Member of the Chamber of Deputies
- In office 21 May 1949 – 15 May 1953
- Constituency: 17th Departmental Group

Personal details
- Born: 15 August 1892 Concepción, Chile
- Died: 30 April 1965 (aged 72) Concepción, Chile
- Party: Liberal Party
- Spouse: Estefanía Oria Puente
- Education: University of Chile; National Conservatory of Music;
- Profession: Lawyer; Pianist;

= Esteban Iturra =

Chilean lawyer, musician and parliamentarian (1892–1965)

Esteban Iturra Pacheco (15 August 1892 – 30 April 1965) was a Chilean lawyer, musician and parliamentarian affiliated with the Liberal Party.
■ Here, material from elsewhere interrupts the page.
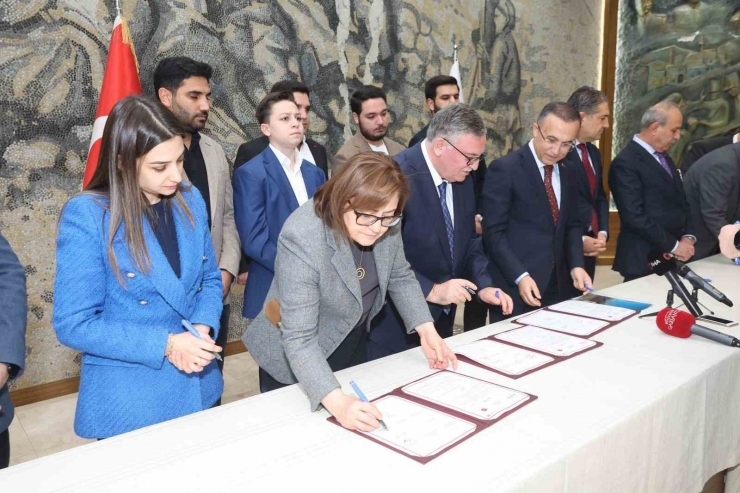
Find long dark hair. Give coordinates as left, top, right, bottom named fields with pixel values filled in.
left=85, top=96, right=195, bottom=284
He served as a member of the Chamber of Deputies during the XLVI Legislative Period (1949–1953), representing the Concepción area, and later served as Intendant of Concepción between 1960 and 1964.

== Biography ==
Iturra Pacheco was born in Concepción on 15 August 1892, the son of Esteban Sandalio Iturra del Pino and Sara María Pacheco de la Vega. He completed his secondary education at the Seminary of Concepción and studied law at the University of Chile, qualifying as a lawyer in 1914. His undergraduate thesis was titled La cosa juzgada, and he was sworn in as a lawyer on 27 October 1914.
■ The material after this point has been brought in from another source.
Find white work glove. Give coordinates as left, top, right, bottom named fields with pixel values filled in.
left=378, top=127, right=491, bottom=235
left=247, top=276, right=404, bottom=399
Alongside his legal studies, he pursued musical training at the National Conservatory of Music, graduating in 1911 with a diploma as a concert pianist. These dual vocations—law and music—marked his professional and intellectual life.

He married Estefanía Oria Puente, with whom he had two daughters.

== Professional career ==
Iturra Pacheco began his legal career in his father’s law office. He later served as a public prosecutor and as professor of Civil Law and Commercial Law at the University of Concepción, where he also served as interim dean of the Faculty of Law and Social Sciences.
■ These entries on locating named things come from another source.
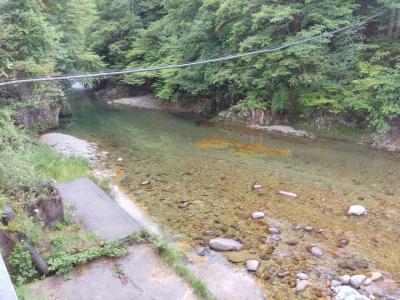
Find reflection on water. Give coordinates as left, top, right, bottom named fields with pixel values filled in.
left=65, top=91, right=400, bottom=299
left=194, top=136, right=292, bottom=157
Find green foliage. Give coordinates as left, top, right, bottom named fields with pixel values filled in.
left=48, top=241, right=128, bottom=278
left=90, top=0, right=400, bottom=130
left=9, top=243, right=36, bottom=285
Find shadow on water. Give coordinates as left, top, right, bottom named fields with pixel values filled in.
left=64, top=91, right=400, bottom=298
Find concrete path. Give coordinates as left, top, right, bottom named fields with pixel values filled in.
left=30, top=245, right=197, bottom=300
left=59, top=178, right=142, bottom=241
left=0, top=253, right=18, bottom=300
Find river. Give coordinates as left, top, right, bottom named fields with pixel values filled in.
left=63, top=92, right=400, bottom=299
Following the establishment of the Enrique Soro Conservatory in Concepción, he served as its first director between 1920 and 1930. Between 1935 and 1949, he acted as trustee in bankruptcy (síndico de quiebras). He also served as a member of the Court of Appeals of Concepción.

== Political career ==
A member of the Liberal Party, Iturra Pacheco was elected Deputy for the 17th Departmental Group —Concepción, Talcahuano, Tomé, Yumbel and Coronel— for the 1949–1953 legislative period.

During his parliamentary tenure, he served as a member of the Standing Committee on Finance and as a replacement member of the Committee on Roads and Public Works.

He later served as Intendant of Concepción between 1960 and 1964, during the administration of President Jorge Alessandri Rodríguez.

== Other activities ==
Iturra Pacheco served as honorary vice-consul of Spain for the provinces of Concepción and Arauco. He was a councillor and local president of the Sociedad Periodística del Sur (SOPESUR). He was also a member of the Chilean Bar Association, the Club Concepción, and various cultural institutions.

== Death ==
Iturra Pacheco died in Concepción on 30 April 1965, at the age of 72.